Prise de risque chez les managers : Avis de Ahmed El Meslouti, Consultant RH

«La peur de l’inconnu rend difficile la prise de décision».

Dans la vie, tout manager est souvent appelé à prendre des décisions qui ont des répercussions importantes sur sa carrière ou la bonne marche de l’entreprise ou de l’équipe qu’il dirige. Quels que soient le niveau de connaissance technique et l’état d’esprit (confiance en soi ou peur de l’incertitude), on n’est jamais à l’abri d’un mauvais choix, aujourd’hui plus qu’hier eu égard au changement continu de l’environnement de l’entreprise. Le manager n’a pas le temps de mettre en place une stratégie qu’il doit déjà changer de cap. Par conséquent, la capacité d’adaptation et de remise en question est un gage de réussite.

L’autre raison réside dans le manque de recul par rapport à une situation donnée. Des décisions hâtives ou mal travaillées peuvent avoir des conséquences néfastes pour la suite. A l’évidence, la peur de l’inconnu rend difficile la prise de décision, et donc augmente la part du risque, sans parler des conséquences négatives sur le moral des managers et l’aggravation du stress. Ces derniers ont souvent tendance à évacuer leur stress sur les autres.

En tant que consultant et ancien DRH, tout processus RH a sa part du risque.
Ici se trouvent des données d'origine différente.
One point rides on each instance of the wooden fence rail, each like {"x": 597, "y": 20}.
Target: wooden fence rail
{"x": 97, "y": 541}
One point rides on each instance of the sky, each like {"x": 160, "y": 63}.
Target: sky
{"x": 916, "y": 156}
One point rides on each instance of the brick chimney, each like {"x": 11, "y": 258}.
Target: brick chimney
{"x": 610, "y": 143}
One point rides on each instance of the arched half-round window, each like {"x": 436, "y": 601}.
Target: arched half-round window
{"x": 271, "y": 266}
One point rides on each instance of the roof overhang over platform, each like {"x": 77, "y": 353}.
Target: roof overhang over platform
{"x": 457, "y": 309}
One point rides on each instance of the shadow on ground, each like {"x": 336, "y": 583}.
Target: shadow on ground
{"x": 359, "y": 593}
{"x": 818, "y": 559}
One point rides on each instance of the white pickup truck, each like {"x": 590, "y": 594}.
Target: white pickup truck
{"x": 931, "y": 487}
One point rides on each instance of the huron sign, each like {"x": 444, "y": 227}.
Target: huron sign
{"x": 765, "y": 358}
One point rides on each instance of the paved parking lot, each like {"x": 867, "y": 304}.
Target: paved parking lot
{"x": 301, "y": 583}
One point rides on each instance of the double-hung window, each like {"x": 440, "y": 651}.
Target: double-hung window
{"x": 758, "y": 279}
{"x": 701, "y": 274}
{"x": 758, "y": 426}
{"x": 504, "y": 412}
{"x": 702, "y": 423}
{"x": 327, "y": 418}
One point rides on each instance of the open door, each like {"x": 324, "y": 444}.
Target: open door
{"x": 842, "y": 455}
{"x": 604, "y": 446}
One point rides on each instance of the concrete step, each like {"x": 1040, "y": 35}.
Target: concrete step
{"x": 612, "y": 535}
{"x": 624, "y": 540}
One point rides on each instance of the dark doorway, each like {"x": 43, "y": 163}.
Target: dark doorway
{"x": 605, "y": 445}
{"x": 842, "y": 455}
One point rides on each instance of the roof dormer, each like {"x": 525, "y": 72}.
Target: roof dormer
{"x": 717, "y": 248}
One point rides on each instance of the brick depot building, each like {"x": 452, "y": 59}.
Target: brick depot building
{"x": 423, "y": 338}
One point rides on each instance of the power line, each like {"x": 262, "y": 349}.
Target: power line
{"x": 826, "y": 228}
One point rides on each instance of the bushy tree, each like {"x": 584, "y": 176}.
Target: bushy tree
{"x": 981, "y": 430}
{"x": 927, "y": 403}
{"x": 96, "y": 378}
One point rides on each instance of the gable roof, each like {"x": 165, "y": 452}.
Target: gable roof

Par exemple, un processus de recrutement comporte une part d’échec, surtout s’il existe un décalage entre le poste et le profil parce qu’on n’a pas pris tout bonnement le temps de bien étudier les dimensions du poste, définir les responsabilités, les relations fonctionnelles et hiérarchiques, les perspectives d’évolution, ainsi que les qualités réellement attendues du titulaire du poste, en termes de formation, compétences spécifiques professionnelles et personnelles.

Il existe aussi le manque de planification. Le recrutement est fait juste pour faire face à un départ imprévu et ceci sans avoir au préalable apprécié les possibilités de recrutement.
Même lorsqu’on met en place un plan social à cause d’une conjoncture difficile, il y a une part du risque à prendre, le risque que les décisions prises débouchent sur un conflit ouvert, une grève….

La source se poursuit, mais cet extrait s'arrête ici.